Он же добился для нас неожиданного перемещения. Нас перебросили в крошечный филиал одного из бесчисленных отделений огромного лагеря. Заключенных здесь находилось немногим больше сотни, но проволока, вышки, охрана — все было по единому, хорошо знакомому нам плану. Филиал устроили около обширного поля, заваленного останками американских и английских самолетов, сбитых или потерпевших аварию над германскими городами. Их свезли сюда не зря. Гитлеровских инженеров интересовали авиационные приборы и вооружение противника. Хотя большая часть самолетов представляла собой груду обгоревшего и сплющенного металла, дотошные агенты Мессершмитта и Юнкерса справедливо считали, что кое-что ценное можно из них выковырять.

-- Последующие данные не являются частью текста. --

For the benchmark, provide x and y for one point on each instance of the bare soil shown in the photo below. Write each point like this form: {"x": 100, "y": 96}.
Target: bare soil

Работа была ответственной, и до нас ею занимались сами немцы. Но наступили трудные времена, немецкие рабочие понадобились на фронте, и наш капо вызвался наладить дело с таким же успехом, с каким мы ремонтировали станки.
Мы оказались на особом положении. Подсобные бригады растаскивали и сортировали обломки. Более или менее уцелевшие листы алюминия вырезали и паковали отдельно, а остальной лом обматывали проволокой и тоже подготавливали к погрузке.
Раз в день по железнодорожной ветке подходила пассажирская мотодрезина с открытой прицепной платформой. Заключенные загружали ее ломом и сопровождали километров за шестьдесят на узловую станцию. Там платформу разгружали, и дрезина с людьми возвращалась обратно.